On June 6, DGA members and guests gathered in the DGA’s New York Theater to hear a discussion of the evolution of television commercials and how innovations in commercials changed the aesthetic in film and television. Entitled 30 Seconds to Impact: Celebrating Game-Changing Commercial Direction, the evening featured a notable panel of leading commercial directors whose combined experience stretched far beyond the 75 years of the DGA’s existence.
The evening began with a reel of clips curated by director Laura Belsey, featuring from some of the most iconic commercials of the television age. DGA Sixth Vice President Vincent Misiano stepped to the podium and declared, “I remember all of those.” Welcoming the audience to the evening, Misiano framed the event in its proper context of the 75th Anniversary celebrations, and added “Commercials are to film as haiku is to poetry. At their best they are so concentrated that they reach directly into the brain and inspire emotion out of all proportion to their length. This evening we celebrate the craft, contributions and the art of the commercial director. These folks toil at the intersection of committees and commerce and yet they produce laughter, tears and magical images.”
Misiano then turned proceedings over to director Jeff Goodby, Co-Chairman and Creative Director of Goodby, Silverstein & Partners who served as moderator for the event.

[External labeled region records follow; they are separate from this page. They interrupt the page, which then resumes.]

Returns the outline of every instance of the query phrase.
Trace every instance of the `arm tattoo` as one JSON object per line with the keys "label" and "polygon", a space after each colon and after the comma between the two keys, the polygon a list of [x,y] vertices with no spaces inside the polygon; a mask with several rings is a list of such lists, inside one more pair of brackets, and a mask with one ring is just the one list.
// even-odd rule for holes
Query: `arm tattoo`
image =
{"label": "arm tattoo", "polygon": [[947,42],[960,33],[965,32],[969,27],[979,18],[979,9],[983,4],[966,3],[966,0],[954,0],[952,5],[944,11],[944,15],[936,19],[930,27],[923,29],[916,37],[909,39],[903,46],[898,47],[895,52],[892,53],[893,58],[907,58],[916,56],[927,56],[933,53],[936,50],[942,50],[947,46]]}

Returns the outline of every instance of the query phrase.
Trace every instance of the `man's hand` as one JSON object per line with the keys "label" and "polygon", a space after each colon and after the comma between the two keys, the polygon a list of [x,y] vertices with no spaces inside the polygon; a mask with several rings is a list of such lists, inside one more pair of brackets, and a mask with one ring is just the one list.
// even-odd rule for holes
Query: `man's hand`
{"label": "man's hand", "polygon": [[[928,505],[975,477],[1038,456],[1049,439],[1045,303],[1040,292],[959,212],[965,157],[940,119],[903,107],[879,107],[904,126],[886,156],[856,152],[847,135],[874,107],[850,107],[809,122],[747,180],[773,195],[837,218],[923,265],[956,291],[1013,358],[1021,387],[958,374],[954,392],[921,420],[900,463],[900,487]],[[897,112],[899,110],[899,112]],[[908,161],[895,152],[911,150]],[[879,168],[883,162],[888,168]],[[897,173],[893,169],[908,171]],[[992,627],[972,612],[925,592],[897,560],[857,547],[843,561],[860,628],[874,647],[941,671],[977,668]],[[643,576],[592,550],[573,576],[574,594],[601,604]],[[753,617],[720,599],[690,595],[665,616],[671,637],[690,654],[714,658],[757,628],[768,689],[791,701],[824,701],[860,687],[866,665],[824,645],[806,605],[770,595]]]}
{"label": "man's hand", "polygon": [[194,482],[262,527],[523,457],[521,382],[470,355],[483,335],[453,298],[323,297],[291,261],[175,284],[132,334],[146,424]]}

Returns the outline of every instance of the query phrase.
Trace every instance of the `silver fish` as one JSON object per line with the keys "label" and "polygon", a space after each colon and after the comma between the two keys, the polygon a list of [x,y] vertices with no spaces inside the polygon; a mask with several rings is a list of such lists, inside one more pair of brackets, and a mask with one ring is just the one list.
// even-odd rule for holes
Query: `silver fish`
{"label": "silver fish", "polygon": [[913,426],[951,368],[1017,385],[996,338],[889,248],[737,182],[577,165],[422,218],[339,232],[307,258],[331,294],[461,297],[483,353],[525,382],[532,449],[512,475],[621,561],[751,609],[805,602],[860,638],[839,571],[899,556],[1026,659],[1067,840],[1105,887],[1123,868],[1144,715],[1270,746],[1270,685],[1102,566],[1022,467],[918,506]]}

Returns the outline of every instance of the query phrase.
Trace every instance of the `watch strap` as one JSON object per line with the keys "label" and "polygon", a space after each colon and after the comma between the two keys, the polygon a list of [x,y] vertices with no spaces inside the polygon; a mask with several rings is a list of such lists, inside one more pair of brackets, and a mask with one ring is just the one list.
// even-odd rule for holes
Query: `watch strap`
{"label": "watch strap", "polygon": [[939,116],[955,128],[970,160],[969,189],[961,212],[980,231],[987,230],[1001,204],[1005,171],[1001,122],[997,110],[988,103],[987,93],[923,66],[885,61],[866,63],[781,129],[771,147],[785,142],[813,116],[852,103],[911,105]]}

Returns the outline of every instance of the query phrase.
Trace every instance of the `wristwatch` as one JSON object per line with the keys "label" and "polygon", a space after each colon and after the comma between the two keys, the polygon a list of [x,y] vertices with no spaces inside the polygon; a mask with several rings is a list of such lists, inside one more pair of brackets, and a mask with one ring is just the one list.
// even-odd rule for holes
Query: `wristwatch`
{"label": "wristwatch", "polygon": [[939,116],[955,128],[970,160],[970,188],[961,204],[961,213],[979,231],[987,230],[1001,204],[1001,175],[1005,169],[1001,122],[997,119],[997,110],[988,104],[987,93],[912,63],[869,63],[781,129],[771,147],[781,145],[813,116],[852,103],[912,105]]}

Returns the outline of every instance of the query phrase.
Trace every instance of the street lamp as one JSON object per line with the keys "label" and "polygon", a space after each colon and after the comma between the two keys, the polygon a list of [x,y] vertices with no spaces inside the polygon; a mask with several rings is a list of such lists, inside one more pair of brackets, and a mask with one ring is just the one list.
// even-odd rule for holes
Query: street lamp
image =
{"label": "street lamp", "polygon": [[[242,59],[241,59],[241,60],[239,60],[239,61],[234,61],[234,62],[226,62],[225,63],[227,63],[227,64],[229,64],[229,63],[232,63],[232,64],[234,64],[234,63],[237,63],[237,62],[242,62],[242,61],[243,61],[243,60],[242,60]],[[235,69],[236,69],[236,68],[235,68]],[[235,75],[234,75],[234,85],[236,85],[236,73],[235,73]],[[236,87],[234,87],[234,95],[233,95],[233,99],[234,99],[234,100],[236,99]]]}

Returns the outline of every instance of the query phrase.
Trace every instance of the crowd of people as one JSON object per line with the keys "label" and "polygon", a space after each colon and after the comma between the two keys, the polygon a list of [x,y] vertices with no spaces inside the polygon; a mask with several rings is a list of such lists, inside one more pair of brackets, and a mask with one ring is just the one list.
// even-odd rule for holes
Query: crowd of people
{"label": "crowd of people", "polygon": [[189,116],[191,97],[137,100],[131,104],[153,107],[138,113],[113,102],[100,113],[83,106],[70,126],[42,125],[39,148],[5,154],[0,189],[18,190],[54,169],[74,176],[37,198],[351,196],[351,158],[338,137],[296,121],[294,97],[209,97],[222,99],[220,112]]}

Speaking about the panel he was about to introduce, Goodby said, “I think that all these guys looked at the culture around us and used it to create a vision of what was likeable and humorous and beautiful in their eyes in a way that we all saw. Even though people try to make it a science, the only thing that makes it worth doing is that commercial directing is an art. All the guys you’re going to meet here tonight realized that and worked hard to make that be so.”
After a second reel of clips from commercials directed by members of the panel, they took the stage. The panel featured 1999 DGA Outstanding Directorial Achievement in Commercial Directing award winner Bryan Buckley, once dubbed the “King of the Superbowl” by the New York Times, having directed over 40 commercials for the big game between 2000 and 2010; Jim Gartner a two-time winner and three-time nominee for the DGA Commercial Directing award; Bob Giraldi who has directed over 4,000 commercials and set the tone for music videos in the early days of MTV; George Gomes, a DGA member for more than four decades and 1988 winner of the DGA Commercial Directing award; and Joe Pytka, who has directed more than 5,000 commercials, earned three DGA Awards for commercial directing as well as 15 nominations—the most for that category.
Goodby led the panel through a lively evening where they told stories from the field and revealed how many of the innovative techniques now seen regularly in film and television were conceived and perfected in the commercial arena, and spoke candidly about the lengths they sometimes needed to go to in order to get the necessary shot.